1. Mensagem do nosso camarada Mário Beja Santos (ex-Alf Mil, CMDT do Pel Caç Nat 52, Missirá e Bambadinca, 1968/70) com data de 17 de Outubro de 2016:
Queridos amigos,
O viandante sente a alma libertária, Londres está com bom tempo e alguns dos melhores museus do mundo podem acolhê-lo a custo zero. Escreveu na lista: Tate Britain, Tate Modern, Museu Alberto e Victória, Museu Britânico, National Gallery, National Portrait Gallery, Wallace Collection, Royal Academy of Arts... Impossível dar vazão a tantos empreendimentos.
Seja o que Deus quiser, começa o passeio de Old Street para Liverpool de Street Station, compra de um passe para o centro. Aqui, houve hesitações e depois decisões categóricas. Voltar à National Gallery e seguir os princípios de José Saramago: ver de manhã o que já se viu à tarde, assombrar-se com os
Girassóis de Van Gogh, cumprimentar Miguel Ângelo, e por aí fora. Foi um dia e peras, até deu para comer Fish and Chips e à noite salsichas Cumberland, puré de batata e legumes com uma boa cerveja.
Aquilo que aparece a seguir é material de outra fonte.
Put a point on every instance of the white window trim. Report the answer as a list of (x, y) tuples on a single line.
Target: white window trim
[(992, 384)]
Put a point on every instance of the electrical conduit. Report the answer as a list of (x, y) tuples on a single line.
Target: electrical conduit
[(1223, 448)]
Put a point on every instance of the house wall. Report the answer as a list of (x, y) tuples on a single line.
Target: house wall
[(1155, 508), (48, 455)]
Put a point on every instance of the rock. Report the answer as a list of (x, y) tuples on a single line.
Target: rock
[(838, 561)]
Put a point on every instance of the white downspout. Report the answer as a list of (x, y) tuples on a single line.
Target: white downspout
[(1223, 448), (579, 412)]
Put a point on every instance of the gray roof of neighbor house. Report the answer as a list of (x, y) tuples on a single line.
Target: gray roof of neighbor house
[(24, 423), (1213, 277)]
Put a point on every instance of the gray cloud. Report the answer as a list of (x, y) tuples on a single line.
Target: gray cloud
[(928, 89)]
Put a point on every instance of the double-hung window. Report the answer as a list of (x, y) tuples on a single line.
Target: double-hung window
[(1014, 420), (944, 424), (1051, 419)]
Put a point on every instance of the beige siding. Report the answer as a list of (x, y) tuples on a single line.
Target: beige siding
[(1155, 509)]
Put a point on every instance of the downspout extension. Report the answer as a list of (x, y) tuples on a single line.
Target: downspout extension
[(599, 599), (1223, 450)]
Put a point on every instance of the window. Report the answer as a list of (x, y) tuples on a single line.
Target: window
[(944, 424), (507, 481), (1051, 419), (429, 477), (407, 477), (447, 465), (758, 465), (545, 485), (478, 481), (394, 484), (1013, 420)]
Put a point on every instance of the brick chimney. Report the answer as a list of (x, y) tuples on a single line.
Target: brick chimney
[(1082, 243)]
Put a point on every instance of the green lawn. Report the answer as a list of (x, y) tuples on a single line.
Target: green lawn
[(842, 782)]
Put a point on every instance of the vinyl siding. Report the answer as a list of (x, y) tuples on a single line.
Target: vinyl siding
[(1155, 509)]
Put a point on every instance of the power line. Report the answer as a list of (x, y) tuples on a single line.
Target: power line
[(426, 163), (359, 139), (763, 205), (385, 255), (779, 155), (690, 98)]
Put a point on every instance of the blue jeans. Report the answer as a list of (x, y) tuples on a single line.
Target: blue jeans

Amanhã vou para o mundo das guerras, daquelas que trucidaram milhões, em trincheiras, desembarques e batalhas.
Um abraço do
Mário
Central London, em viagem low-cost (2)
Beja Santos
A National Gallery é sinónimo de pintura, ninguém que goste de arte pode fugir a este poderoso espaço onde nos aguardam obras, entre outros, de Botticelli, Leonardo, Rafael, Bruegel, Michelangelo, Rembrandt, Velázquez, Cézanne, Goya, Turner e Van Gogh. A entrada é sumptuosa e tem história, o que estamos a ver era a entrada de um palácio concebido por Jorge IV, que delapidou uma fortuna em construções e obras de arte. O Parlamento secou-lhe a teta, ficou esta entrada, e depois surgiu o projeto da Galeria Nacional, uma das mais ricas do mundo.
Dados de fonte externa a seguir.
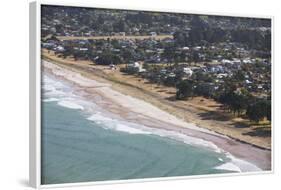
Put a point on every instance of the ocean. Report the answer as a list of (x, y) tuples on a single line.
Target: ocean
[(82, 143)]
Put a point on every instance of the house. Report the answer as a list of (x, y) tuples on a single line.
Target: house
[(135, 67), (187, 71)]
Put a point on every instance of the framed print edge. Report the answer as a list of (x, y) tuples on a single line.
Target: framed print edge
[(35, 96)]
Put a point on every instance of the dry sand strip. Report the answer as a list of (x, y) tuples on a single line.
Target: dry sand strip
[(157, 37), (151, 116)]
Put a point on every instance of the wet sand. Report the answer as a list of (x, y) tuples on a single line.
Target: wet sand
[(141, 112)]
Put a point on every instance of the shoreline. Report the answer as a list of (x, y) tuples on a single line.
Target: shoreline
[(151, 116)]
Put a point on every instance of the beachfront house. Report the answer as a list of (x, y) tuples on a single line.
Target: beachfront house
[(135, 67)]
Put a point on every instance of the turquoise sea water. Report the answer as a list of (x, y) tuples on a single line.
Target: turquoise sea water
[(78, 149)]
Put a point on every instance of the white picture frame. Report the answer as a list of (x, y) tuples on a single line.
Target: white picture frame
[(35, 94)]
O chão da entrada é uma obra de arte. Estão aqui os famosos mosaicos de Boris Anrep (1885-1969) que nasceu na Rússia mas deixou o seu trabalho em Inglaterra. Nos anos 1920 começou a trabalhar na Tate Gallery e depois veio para a National Gallery onde durante décadas foi compondo uma série de trabalhos que desafiam a imaginação: encontramos musas e outros temas clássicos, em que Virginia Wolf é Clio, Greta Garbo aparece como a musa da tragédia. O viajante está pronto a regressar só para aqui passar calmamente uns bons pares de horas a deleitar-se com este génio do mosaico. Não se esqueçam de ver atentamente Churchill a enfrentar o monstro, já sabem quem.
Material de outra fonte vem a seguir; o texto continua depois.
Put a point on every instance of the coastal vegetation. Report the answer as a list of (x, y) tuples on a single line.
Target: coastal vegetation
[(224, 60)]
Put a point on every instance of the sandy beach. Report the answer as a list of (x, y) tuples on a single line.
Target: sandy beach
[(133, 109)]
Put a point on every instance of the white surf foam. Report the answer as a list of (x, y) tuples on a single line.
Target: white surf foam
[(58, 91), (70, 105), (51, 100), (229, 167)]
Depois da pintura segue-se o retrato em diferentes formas no museu ao lado, a National Portrait Gallery, há aqui retratos de tudo e de todos do Reino Unido: os Tudor, os Stuart, o século XVIII em peso, os vitorianos, muita profusão do século XX. Andava o viandante a deliciar-se com escultura e pintura dos contemporâneos quando encontrou o busto de um escritor a todos os títulos famoso, John Buchan (1875-1940), é o autor de uma prodigiosa história de espionagem
"Os 39 Degraus" que Hitchcock passou a cinema em 1935. Acontece que o viajante levava consigo uma destas edições para aprendizes de inglês, ele fala um inglês de sobrevivência e nestas viagens tem a manifesta ilusão de que está mais protegido quando lê romances condensados e num inglês facilitado. O importante foi a coincidência. Olha John Buchan, obrigado pela boa companhia que me dás!
Em frente à National Portrait Gallery temos St Martin-in-the-Fields, é um lugar de culto e um santuário da música, entra-se gratuitamente para visitar o templo e pode dar-se a circunstância da assistir a um ensaio-geral, e foi isso que aconteceu, o viandante descansava as pernas, contemplava a cúpula da igreja, ouvia Hendel, Pergolesi e Vivaldi. Em low-cost mais é impossível.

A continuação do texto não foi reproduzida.